Friday 15th December 2023
I had a thought about my life the other day while driving to meet my friend about how small I try to keep myself. Naturally, I had to delve in and analyse, seeing as I was driving my 'small car'. I love pulling thoughts apart and looking at all the intricate layers. Of course, it is just my take on it and that gets influenced by so many factors.
Small and 'just enough' seemed to be my subconscious program for a lot of my life. But there was always this rebellious, ambitious part that would push through every now and then. But when it came to income and earnings, I tended to have this sabotage aspect which had this invisible limit to it. I've discussed this with a fellow therapist friend years ago, but obviously I still 'needed' aspects of it because I loved my tiny car. On one occasion I questioned my driving it when I started this gap year/life, because I needed to get 600km away through a massive mountain range on a truck filled highway, without a spare wheel, to my destination. I ended up making a 5 day trip of it and of course it went fine but I did question why I was content with my tiny car.
When I was driving my 7 seater prize car, for those 3 magical months, I loved it and became aware of how utterly safe I felt driving it.

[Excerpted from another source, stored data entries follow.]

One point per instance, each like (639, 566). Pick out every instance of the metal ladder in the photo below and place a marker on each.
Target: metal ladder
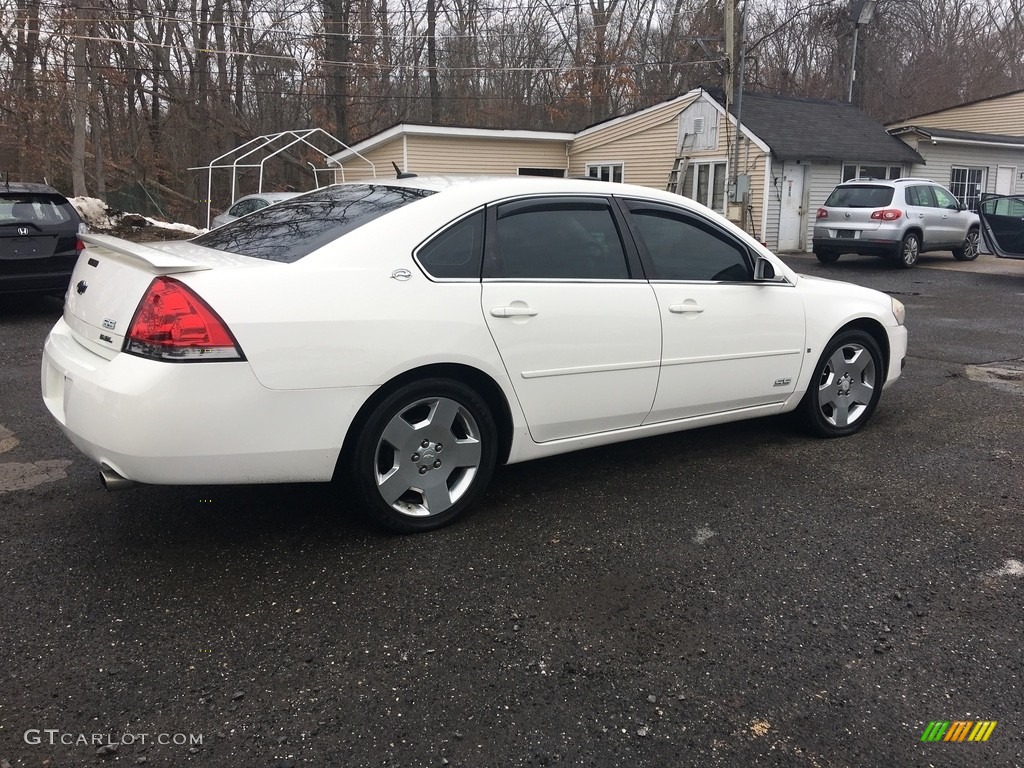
(678, 172)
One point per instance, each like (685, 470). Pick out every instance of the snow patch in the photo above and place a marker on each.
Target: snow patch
(99, 217)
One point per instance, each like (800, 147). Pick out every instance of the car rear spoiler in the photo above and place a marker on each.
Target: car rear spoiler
(158, 260)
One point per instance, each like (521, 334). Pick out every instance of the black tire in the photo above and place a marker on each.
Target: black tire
(909, 250)
(846, 385)
(424, 455)
(969, 251)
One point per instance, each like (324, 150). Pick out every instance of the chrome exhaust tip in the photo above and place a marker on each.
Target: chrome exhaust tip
(113, 480)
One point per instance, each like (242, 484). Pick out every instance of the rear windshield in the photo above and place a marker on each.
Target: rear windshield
(293, 228)
(29, 208)
(859, 197)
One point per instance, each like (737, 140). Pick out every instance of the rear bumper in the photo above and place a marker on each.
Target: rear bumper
(203, 423)
(866, 246)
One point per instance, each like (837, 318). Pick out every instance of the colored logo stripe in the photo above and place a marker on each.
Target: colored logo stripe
(935, 730)
(958, 730)
(982, 730)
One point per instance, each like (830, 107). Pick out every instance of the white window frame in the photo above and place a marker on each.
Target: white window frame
(962, 187)
(691, 182)
(597, 170)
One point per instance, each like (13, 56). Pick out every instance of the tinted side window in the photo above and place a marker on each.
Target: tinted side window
(553, 240)
(35, 209)
(682, 247)
(944, 199)
(918, 196)
(298, 226)
(457, 251)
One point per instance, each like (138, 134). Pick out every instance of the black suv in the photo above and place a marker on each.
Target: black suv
(39, 242)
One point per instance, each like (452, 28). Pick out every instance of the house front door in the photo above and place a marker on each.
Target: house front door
(1005, 177)
(792, 213)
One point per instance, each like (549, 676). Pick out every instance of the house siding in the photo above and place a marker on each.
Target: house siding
(1000, 115)
(646, 156)
(940, 158)
(355, 169)
(616, 130)
(462, 155)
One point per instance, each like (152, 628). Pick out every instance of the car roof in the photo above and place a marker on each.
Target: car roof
(868, 180)
(492, 187)
(269, 196)
(17, 187)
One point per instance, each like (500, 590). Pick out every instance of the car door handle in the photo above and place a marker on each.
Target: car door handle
(513, 311)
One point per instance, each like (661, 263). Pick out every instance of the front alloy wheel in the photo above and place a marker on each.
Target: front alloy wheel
(846, 386)
(969, 251)
(425, 455)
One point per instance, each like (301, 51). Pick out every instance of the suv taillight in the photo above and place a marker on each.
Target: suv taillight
(887, 214)
(172, 323)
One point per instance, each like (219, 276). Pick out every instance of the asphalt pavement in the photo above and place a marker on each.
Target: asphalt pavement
(735, 596)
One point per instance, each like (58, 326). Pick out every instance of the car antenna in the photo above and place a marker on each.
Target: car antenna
(398, 173)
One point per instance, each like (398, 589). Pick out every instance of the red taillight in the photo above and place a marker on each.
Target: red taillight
(173, 324)
(887, 214)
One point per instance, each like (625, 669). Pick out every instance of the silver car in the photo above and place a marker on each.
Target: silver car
(250, 203)
(897, 218)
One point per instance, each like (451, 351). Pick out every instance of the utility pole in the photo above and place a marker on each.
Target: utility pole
(730, 50)
(861, 12)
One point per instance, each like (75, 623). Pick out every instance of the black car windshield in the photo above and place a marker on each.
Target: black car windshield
(859, 197)
(293, 228)
(30, 208)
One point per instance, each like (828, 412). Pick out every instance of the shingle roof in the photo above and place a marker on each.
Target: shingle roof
(816, 130)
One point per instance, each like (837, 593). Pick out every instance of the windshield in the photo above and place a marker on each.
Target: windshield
(30, 208)
(293, 228)
(860, 197)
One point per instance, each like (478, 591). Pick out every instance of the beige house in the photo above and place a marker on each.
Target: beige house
(973, 148)
(791, 154)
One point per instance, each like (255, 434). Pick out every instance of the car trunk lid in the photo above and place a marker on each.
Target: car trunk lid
(112, 276)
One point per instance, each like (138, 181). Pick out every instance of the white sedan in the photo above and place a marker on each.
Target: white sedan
(406, 336)
(249, 204)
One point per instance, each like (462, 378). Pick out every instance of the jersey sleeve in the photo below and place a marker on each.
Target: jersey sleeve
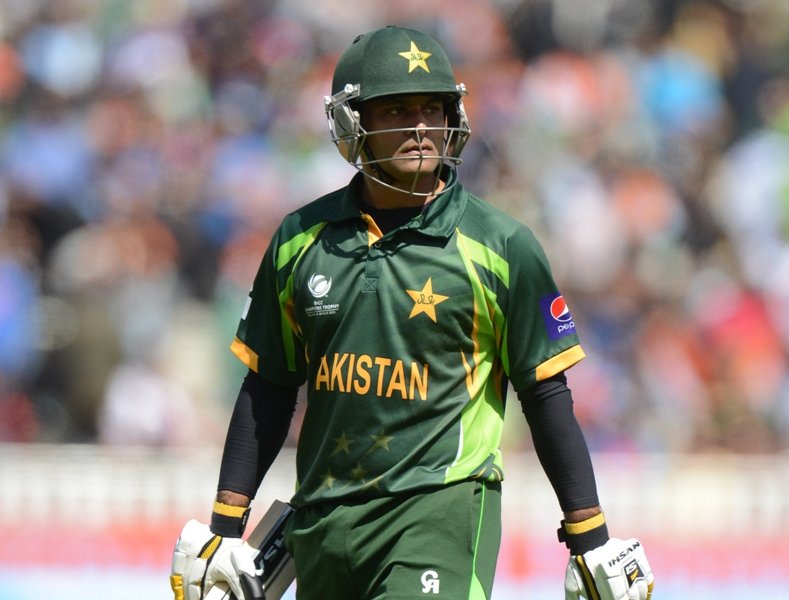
(267, 339)
(540, 338)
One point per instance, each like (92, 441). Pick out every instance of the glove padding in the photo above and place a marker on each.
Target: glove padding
(617, 570)
(201, 559)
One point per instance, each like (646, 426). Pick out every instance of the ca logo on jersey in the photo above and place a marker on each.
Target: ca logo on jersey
(430, 582)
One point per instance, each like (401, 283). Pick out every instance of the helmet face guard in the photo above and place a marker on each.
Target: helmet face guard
(387, 62)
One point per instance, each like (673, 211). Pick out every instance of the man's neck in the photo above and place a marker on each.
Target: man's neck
(380, 196)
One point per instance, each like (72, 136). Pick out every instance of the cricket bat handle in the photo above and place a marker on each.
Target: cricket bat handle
(220, 591)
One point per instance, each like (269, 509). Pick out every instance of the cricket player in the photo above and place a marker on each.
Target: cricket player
(406, 305)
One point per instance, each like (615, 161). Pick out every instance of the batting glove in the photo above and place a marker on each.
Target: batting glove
(201, 559)
(617, 570)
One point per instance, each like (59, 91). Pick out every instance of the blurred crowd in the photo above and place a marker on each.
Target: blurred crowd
(149, 148)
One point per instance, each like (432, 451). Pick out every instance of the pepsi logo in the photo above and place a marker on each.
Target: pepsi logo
(559, 310)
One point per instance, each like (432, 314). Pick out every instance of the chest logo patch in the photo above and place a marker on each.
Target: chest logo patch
(425, 300)
(319, 285)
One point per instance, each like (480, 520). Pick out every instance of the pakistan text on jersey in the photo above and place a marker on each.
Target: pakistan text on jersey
(349, 373)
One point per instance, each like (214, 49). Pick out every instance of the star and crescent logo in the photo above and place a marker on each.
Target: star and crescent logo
(425, 300)
(417, 59)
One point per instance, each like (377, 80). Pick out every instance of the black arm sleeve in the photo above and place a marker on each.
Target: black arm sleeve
(559, 442)
(258, 428)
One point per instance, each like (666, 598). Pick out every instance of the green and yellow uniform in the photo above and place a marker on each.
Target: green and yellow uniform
(406, 341)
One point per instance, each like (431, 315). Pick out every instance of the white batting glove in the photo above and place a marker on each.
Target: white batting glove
(201, 559)
(617, 570)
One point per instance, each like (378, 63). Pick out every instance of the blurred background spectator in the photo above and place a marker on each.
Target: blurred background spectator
(148, 149)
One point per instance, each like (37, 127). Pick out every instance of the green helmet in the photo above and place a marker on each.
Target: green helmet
(386, 62)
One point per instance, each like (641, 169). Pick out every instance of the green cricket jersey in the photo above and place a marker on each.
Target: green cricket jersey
(406, 340)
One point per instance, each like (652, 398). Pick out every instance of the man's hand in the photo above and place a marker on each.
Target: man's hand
(201, 559)
(617, 570)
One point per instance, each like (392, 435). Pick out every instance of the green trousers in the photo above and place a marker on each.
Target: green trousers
(436, 544)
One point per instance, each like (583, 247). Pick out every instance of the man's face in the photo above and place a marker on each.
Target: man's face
(411, 148)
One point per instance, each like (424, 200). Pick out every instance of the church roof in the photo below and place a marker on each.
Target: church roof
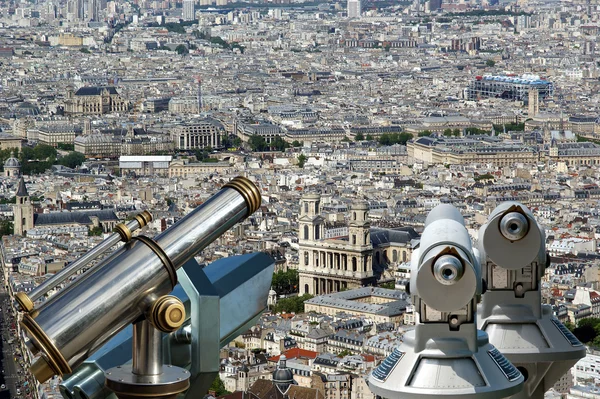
(82, 218)
(400, 235)
(95, 90)
(265, 389)
(22, 190)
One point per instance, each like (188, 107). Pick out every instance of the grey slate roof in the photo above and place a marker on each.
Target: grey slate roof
(83, 218)
(401, 235)
(95, 91)
(22, 190)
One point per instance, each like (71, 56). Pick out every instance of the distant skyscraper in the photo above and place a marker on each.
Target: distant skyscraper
(354, 8)
(93, 7)
(534, 102)
(188, 10)
(435, 5)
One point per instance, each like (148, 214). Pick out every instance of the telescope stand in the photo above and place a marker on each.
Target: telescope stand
(146, 377)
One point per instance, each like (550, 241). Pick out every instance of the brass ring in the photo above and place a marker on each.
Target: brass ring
(248, 190)
(147, 216)
(55, 359)
(123, 231)
(141, 220)
(164, 312)
(24, 301)
(153, 245)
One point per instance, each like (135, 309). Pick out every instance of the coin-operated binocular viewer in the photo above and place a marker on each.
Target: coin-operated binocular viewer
(514, 259)
(133, 287)
(445, 355)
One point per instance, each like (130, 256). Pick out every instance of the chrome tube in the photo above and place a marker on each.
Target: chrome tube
(147, 349)
(79, 320)
(123, 233)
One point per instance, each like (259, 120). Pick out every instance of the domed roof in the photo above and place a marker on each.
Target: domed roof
(244, 368)
(27, 109)
(12, 162)
(283, 377)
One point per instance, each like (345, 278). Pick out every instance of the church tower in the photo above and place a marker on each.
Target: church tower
(310, 221)
(243, 383)
(23, 210)
(359, 226)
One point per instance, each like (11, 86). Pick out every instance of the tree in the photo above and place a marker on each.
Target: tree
(225, 141)
(279, 144)
(389, 285)
(181, 49)
(570, 325)
(72, 160)
(66, 147)
(44, 152)
(344, 353)
(6, 228)
(301, 160)
(394, 138)
(218, 387)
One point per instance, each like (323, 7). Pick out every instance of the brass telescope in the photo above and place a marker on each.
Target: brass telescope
(130, 285)
(122, 232)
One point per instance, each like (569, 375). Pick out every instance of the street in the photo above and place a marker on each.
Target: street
(10, 370)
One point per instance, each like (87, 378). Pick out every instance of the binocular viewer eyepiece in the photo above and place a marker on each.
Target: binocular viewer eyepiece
(472, 347)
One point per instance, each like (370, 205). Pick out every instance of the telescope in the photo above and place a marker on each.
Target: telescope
(132, 287)
(445, 355)
(513, 260)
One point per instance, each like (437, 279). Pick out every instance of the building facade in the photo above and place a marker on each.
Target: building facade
(95, 101)
(199, 135)
(334, 264)
(23, 210)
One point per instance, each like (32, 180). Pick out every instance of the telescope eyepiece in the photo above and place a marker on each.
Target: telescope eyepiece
(514, 226)
(448, 269)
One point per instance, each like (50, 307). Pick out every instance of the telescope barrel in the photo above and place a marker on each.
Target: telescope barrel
(122, 288)
(123, 233)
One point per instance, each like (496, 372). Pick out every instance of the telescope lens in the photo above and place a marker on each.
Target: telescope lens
(514, 226)
(448, 269)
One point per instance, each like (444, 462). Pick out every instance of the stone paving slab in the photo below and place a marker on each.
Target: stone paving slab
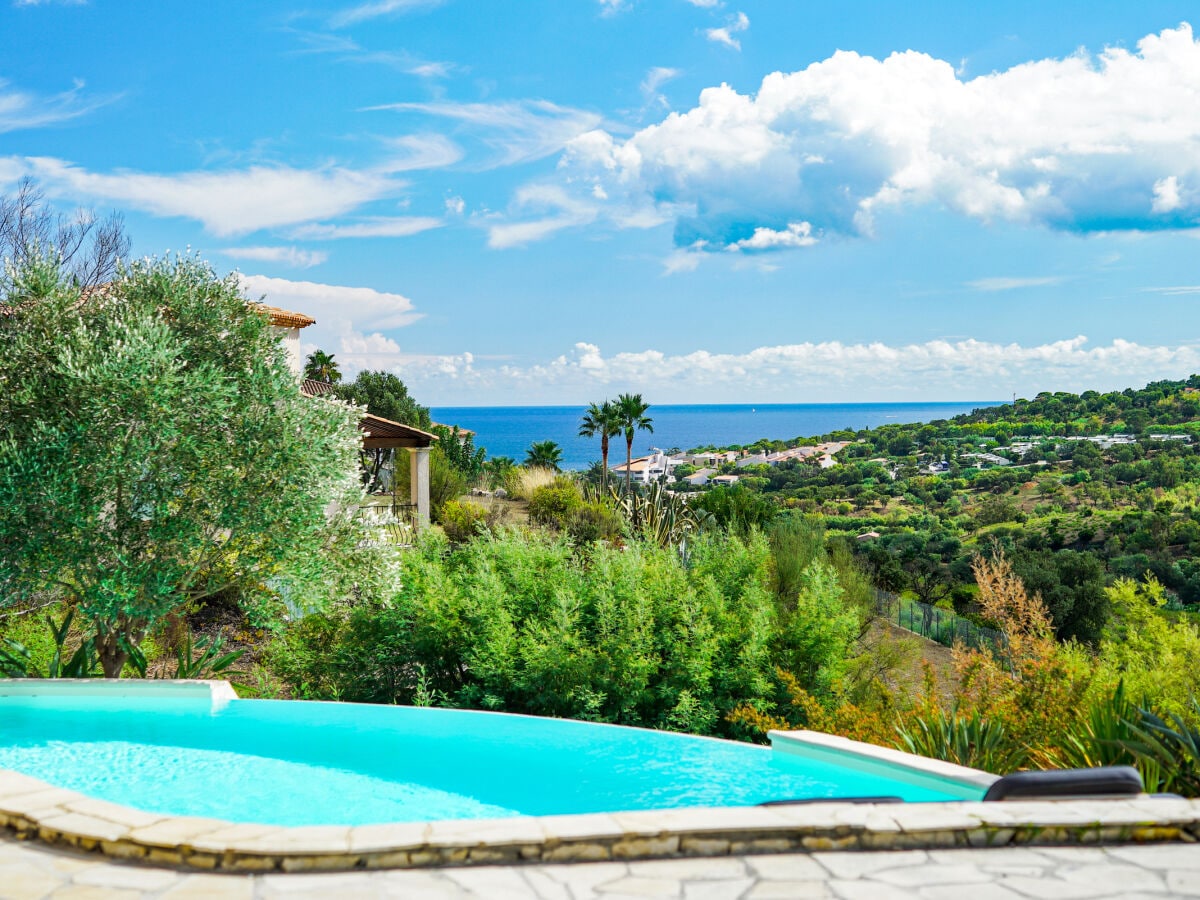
(35, 871)
(55, 816)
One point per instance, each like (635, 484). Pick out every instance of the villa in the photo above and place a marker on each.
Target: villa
(378, 433)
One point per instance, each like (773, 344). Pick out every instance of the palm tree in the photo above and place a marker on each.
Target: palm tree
(600, 420)
(546, 454)
(322, 366)
(631, 418)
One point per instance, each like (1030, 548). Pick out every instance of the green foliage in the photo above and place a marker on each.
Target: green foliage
(384, 395)
(321, 366)
(154, 450)
(555, 504)
(972, 741)
(17, 660)
(447, 481)
(209, 664)
(544, 455)
(459, 449)
(535, 624)
(461, 520)
(736, 508)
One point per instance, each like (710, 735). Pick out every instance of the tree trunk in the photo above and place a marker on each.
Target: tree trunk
(111, 652)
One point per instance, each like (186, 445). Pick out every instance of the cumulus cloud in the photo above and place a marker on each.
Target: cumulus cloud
(519, 131)
(1089, 143)
(287, 256)
(371, 227)
(725, 34)
(977, 370)
(24, 109)
(347, 317)
(227, 203)
(797, 234)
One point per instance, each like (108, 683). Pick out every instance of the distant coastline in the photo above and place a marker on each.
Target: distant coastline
(508, 431)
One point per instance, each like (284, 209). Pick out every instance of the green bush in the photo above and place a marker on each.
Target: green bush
(461, 521)
(556, 503)
(533, 623)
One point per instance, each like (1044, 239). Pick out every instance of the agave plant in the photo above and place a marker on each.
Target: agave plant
(16, 660)
(1169, 749)
(658, 515)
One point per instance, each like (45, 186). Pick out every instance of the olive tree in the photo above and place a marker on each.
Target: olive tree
(155, 449)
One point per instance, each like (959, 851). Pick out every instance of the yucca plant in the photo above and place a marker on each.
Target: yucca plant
(1169, 749)
(967, 741)
(16, 660)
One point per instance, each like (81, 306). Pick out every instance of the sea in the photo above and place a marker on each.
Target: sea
(508, 431)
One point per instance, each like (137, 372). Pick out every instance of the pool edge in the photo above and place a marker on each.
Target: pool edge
(33, 809)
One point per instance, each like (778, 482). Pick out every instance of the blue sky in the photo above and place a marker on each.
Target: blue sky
(703, 201)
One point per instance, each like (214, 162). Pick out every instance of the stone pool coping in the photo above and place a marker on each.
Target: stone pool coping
(30, 808)
(34, 809)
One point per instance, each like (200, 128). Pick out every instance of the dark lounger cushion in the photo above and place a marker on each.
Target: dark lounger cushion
(1104, 781)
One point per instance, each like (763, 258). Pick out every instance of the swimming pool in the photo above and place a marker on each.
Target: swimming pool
(295, 763)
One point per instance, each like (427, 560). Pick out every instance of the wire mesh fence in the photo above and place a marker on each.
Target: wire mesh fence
(941, 625)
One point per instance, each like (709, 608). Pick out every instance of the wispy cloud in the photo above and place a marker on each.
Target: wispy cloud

But then it went back to the dealership and I sized down for a while before jetting off to the UK. This year I returned to my Smart, quite excited to be driving once again and it was going well.
My younger sister had needed to drive my car while hers was in for repairs and I know she gets nervous driving my Smart. It turns out that it was the prompt she needed to buy the new car she'd been looking at for months. She kept her 'old' car because she wasn't getting any trade-in value. I was quite puzzled when she said to me 'you can use it'. I started asking when she interrupted 'yours is dangerous'. My jaw dropped- how can she say that?
Today I drove her (5 year) old car on the motorway to pick up keys and have lunch with friends. The first journey was a little anxious, different brakes, power, mirrors... but the return journey felt so comfortable. I started to laugh when I realised that this could be my car for the next while, this - big car. I thought about how lucky I am to have these siblings, friends, opportunities to live this amazing life. As my friend said the other day ' you have the biggest life I know'. I was surprised but then I thought perhaps it's time for me to embrace that it's okay to want big things. We live in an amazing world and there's nothing wrong with living 'large' in fact, it's quite exciting.